2.4  Menentukan Strategi Pengembangan Kurikulum
Dalam pengembangan kurikulum bukanlah sebuah tindakan mekanistik. Tidak serta-merta setiap guru dapat mengembangkan kurikulum. Kegiatan itu memerlukan strategi yang memungkinkan kurikulum dapat dikembangkan sehingga membuahkan hasil yang baik. Maka penyusun mengemukakan 5 strategi pengembangan kurikulum yaitu sebagai berikut:
1. Mengubah Sistem Pendidikan
Mengubah seluruh sistem pendidikan hanya dapat dilakukan oleh pemerintah pusat, yakni Dinas Pendidikan Nasional, yang mempunyai wewenang penuh untuk mengadakan perubahan kurikulum secara total.

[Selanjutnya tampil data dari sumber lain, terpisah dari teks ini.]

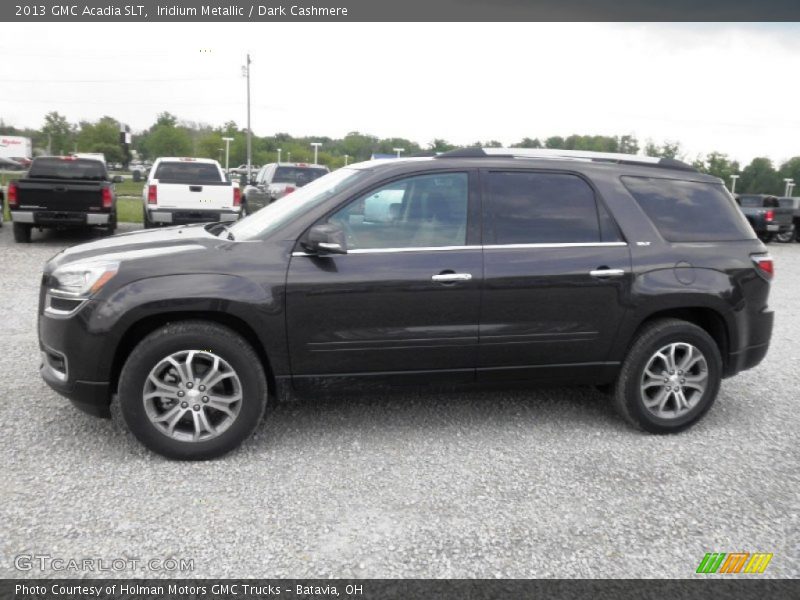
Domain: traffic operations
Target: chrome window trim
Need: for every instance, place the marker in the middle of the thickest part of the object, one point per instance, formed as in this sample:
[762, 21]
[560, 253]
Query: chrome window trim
[484, 247]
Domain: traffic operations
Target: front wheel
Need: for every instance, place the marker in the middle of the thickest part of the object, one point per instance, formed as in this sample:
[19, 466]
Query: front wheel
[670, 377]
[192, 390]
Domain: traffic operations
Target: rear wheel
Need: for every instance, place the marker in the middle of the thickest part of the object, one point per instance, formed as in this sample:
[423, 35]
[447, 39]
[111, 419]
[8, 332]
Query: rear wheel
[145, 220]
[670, 377]
[766, 237]
[192, 390]
[22, 233]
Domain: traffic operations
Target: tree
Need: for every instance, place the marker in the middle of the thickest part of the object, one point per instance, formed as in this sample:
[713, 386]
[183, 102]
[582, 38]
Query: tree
[167, 140]
[528, 143]
[58, 134]
[666, 150]
[718, 165]
[440, 145]
[791, 169]
[103, 137]
[760, 177]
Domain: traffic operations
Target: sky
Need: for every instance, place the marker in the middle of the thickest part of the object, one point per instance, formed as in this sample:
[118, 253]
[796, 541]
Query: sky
[726, 87]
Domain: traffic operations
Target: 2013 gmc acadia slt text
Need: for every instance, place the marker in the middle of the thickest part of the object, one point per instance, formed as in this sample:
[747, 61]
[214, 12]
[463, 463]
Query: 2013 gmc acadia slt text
[475, 267]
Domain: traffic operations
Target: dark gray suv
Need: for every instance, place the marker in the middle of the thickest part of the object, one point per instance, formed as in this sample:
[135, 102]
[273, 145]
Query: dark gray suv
[476, 267]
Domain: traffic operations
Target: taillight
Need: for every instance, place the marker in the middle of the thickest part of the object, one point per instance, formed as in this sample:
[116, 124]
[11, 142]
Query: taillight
[764, 265]
[12, 195]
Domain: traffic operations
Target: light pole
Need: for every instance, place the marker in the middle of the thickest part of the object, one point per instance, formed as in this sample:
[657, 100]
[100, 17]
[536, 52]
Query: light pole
[316, 150]
[733, 183]
[227, 151]
[246, 73]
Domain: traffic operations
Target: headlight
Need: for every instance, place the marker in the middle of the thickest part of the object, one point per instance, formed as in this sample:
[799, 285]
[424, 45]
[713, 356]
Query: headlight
[83, 279]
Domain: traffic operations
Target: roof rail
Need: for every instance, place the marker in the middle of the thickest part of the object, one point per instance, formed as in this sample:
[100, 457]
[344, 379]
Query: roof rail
[582, 155]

Perubahan ini menyeluruh dan dijalankan secara seragam di seluruh negara. Usaha besar-besaran ini hanya dapat dikordinasikan oleh pemerintah pusat dengan menjelaskan kebijaksanaan, petunjuk pelaksanaan, dan buku pedoman. Strategi ini sangat ekonomis dari segi waktu maupun tenaga bila perubahan kurikulum itu dilakukan secara seragam dan menyeluruh.

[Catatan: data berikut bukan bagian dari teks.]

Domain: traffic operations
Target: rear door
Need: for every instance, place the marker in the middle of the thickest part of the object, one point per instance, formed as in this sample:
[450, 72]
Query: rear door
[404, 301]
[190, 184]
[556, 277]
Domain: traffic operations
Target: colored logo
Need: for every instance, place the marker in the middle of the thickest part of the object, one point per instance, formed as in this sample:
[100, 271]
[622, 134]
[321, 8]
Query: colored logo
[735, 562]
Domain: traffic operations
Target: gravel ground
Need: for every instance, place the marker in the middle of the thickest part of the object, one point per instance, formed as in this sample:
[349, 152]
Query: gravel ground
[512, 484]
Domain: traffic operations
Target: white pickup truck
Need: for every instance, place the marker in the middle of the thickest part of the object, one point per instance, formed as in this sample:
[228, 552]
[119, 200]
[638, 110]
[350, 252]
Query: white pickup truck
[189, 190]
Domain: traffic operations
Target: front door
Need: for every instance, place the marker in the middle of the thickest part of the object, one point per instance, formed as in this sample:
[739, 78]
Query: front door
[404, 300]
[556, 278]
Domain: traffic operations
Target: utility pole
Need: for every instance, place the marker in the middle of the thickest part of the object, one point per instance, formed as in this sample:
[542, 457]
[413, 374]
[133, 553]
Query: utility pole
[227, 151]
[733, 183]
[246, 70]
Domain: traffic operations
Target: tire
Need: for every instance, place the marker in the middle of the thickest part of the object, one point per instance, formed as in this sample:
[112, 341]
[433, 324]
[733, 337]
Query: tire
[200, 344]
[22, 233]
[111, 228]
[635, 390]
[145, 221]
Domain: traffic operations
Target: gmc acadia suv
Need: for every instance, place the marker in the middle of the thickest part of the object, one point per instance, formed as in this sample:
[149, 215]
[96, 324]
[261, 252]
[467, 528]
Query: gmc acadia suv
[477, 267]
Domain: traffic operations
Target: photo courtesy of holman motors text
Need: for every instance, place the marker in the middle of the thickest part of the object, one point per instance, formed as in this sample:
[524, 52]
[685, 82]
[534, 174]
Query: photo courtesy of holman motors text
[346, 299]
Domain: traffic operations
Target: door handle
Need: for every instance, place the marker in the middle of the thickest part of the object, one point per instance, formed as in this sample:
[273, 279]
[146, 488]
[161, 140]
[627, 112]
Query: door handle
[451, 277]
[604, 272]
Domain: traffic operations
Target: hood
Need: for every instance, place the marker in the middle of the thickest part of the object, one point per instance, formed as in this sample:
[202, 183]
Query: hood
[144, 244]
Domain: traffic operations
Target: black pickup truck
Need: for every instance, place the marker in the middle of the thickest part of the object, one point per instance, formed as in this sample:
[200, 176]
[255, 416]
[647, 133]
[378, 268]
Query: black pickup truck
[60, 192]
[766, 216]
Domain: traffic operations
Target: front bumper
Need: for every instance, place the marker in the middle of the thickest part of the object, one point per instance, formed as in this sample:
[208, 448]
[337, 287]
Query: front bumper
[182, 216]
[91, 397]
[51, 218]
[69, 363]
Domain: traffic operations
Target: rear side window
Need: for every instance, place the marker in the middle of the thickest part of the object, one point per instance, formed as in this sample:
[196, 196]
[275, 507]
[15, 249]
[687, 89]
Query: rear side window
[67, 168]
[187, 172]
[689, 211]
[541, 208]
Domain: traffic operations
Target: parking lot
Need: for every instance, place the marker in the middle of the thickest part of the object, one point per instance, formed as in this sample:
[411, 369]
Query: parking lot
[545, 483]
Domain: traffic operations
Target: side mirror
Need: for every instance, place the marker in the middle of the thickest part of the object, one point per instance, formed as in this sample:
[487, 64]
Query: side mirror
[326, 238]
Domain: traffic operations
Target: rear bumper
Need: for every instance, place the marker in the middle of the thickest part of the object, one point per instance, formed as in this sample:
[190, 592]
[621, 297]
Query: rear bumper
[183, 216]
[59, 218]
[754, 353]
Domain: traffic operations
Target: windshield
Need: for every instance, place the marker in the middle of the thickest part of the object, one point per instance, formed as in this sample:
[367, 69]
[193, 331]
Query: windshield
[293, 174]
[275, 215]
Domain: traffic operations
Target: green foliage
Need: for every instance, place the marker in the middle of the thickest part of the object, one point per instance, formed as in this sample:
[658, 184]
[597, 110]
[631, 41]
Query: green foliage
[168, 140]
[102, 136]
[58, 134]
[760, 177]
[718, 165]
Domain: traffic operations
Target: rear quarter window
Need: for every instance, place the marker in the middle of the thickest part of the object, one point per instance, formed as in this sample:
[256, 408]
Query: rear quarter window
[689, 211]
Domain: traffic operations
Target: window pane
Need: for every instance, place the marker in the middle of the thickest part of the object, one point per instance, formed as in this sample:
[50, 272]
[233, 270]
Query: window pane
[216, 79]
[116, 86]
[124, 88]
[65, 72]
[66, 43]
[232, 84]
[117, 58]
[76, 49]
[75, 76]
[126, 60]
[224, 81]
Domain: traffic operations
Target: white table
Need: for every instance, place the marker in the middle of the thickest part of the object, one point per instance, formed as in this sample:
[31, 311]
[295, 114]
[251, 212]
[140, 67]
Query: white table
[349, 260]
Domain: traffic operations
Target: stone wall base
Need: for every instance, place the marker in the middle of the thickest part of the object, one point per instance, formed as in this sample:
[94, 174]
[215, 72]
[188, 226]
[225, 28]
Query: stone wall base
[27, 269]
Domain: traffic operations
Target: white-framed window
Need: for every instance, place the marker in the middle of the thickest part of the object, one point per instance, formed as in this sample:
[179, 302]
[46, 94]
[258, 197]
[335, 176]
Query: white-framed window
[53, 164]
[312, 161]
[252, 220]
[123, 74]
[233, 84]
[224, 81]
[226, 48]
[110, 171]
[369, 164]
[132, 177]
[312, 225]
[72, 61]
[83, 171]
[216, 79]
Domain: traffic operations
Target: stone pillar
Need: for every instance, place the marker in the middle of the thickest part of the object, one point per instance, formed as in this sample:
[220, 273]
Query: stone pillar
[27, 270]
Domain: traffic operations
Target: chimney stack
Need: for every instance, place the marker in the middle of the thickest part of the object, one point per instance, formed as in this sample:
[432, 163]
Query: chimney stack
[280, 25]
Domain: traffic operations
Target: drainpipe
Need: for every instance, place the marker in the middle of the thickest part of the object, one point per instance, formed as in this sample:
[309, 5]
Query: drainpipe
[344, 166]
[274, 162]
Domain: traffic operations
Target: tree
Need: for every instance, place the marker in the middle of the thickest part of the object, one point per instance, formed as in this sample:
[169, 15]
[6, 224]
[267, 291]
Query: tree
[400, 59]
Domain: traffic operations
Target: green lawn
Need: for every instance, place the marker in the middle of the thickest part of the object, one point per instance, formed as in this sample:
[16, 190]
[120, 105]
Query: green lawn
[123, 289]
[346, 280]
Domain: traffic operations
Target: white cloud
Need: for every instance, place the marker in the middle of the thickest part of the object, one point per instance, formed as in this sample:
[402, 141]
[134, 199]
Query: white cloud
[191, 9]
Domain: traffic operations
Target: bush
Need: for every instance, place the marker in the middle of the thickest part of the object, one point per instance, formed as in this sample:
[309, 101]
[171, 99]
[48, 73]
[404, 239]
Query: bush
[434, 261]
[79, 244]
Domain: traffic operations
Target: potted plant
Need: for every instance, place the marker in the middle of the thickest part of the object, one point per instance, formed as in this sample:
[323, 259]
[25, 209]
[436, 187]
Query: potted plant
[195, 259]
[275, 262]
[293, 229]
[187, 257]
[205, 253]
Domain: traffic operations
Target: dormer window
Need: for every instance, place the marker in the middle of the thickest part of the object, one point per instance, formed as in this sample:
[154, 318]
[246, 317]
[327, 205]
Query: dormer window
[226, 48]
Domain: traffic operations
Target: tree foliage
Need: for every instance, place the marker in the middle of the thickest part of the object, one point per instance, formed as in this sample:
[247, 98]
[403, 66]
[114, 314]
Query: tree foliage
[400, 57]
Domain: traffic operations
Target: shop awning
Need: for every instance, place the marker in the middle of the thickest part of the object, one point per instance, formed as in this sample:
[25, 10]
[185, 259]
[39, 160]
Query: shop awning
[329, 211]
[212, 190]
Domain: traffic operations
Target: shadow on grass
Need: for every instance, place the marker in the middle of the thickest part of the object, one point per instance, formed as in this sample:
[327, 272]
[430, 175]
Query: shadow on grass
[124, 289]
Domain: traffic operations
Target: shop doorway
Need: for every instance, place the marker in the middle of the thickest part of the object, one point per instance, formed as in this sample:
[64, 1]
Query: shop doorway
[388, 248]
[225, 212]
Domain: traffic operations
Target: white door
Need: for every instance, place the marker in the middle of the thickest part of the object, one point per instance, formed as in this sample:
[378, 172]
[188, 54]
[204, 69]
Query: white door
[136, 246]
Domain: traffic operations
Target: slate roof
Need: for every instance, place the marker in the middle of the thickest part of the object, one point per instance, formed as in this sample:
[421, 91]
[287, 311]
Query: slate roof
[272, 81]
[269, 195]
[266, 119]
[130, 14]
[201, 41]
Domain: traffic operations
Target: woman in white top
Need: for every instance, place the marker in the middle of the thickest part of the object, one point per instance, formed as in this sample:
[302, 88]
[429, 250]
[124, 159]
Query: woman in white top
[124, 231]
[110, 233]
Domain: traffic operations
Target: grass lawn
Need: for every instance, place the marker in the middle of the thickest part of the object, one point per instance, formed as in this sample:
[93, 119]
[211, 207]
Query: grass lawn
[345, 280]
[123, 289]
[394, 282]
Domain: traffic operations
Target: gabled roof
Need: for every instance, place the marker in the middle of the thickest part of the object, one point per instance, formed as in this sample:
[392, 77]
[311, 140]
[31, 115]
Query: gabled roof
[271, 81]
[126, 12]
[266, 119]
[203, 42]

2. Mengubah Kurikulum Tingkat Lokal
Kurikulum yang nyata, yang riil, hanya terdapat di tempat guru dan murid berada, yakni di sekolah atau dalam kelas. Di sinilah masalah kurikulum yang sesungguhnya berada. Dalam kelas kurikulum menjadi hidup, bukan hanya secarik kertas. Dalam menghadapi anak dengan segala macam karakteristiknya, setiap guru akan menghadapi masalah yang tidak selalu dapat diperkirakan sebelumnya. Guru harus mengadakan penyesuaian. Oleh karena itu, betapapun ketat dan rincinya sebuah kurikulum, guru selalu mendapat kesempatan untuk mencobakan pikiran dan kreativitasnya.

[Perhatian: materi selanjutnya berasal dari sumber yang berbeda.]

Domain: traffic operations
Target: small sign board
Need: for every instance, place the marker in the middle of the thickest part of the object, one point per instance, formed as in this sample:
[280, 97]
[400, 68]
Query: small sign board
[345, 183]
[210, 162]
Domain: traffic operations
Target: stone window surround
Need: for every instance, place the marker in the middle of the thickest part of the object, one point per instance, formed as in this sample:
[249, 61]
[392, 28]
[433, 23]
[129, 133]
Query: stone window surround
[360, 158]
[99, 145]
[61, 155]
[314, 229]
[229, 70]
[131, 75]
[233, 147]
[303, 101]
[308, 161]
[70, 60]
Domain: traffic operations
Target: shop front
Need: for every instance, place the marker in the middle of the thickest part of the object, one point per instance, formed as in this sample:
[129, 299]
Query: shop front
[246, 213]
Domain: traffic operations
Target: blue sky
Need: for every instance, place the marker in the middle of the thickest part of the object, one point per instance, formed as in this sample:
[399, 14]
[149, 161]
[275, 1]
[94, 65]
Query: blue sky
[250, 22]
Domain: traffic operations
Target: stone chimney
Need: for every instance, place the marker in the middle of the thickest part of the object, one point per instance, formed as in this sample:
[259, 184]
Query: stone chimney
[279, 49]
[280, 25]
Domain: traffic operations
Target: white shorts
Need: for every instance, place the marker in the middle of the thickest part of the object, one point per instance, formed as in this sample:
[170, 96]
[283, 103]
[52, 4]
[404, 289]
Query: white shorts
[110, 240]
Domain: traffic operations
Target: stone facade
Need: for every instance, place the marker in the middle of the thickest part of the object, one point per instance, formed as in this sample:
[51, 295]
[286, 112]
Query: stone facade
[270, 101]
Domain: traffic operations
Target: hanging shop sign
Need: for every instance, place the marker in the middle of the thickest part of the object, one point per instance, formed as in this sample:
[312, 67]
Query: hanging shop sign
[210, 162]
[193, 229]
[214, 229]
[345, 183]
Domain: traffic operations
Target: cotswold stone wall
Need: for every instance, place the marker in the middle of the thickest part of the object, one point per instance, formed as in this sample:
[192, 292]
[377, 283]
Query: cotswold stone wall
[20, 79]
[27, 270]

3. Memberikan pendidikan in-service dan pengembangan staf
Kurikulum sekolah akan mengalami pengembangan jika mutu guru ditingkatkan. In-service training dianggap lebih formal, dengan rencana yang lebih ketat, dan diselenggarakan atas instruksi pihak atasan. Pengembangan staf lebih baik tidak formal, sehingga lebih bebas dan sesuai dengan kebutuhan guru. Guru dengan menerapkan apa yang sudah diperolehnya dalam pendidikan in-service atau kegiatan pengembangan staf lainnya, misalnya dapat disuruh mengobservasi dan menilai dirinya dalam mengajar dengan melihat rekaman kegiatan mengajar yang ia lakukan.
4. Supervisi
Dahulu penilik sekolah mengunjungi sekolah untuk mengadakan inspeksi dan memberi penilaian terhadap guru dan sekolah. Kedatangannya dipandang sebagai hari mendung penuh rasa takut yang dihadapi guru dengan segala macam tipu muslihat. Kini pengertian supervisi sudah berubah. Tujuannya ialah membantu guru mengadakan pengembangan dalam pengajaran. Supervisi adalah memberi pelayanan kepada guru agar dapat melakukan pembelajaran lebih efektif. Bila dirasa perlu, penilik sekolah dapat memberikan demonstrasi bagaimana melaksanakan suatu metode baru. Seorang penilik sekolah harus senantiasa mempelajari perkembangan kurikulum dan metode mengajar modern serta dapat pula menerapkannya.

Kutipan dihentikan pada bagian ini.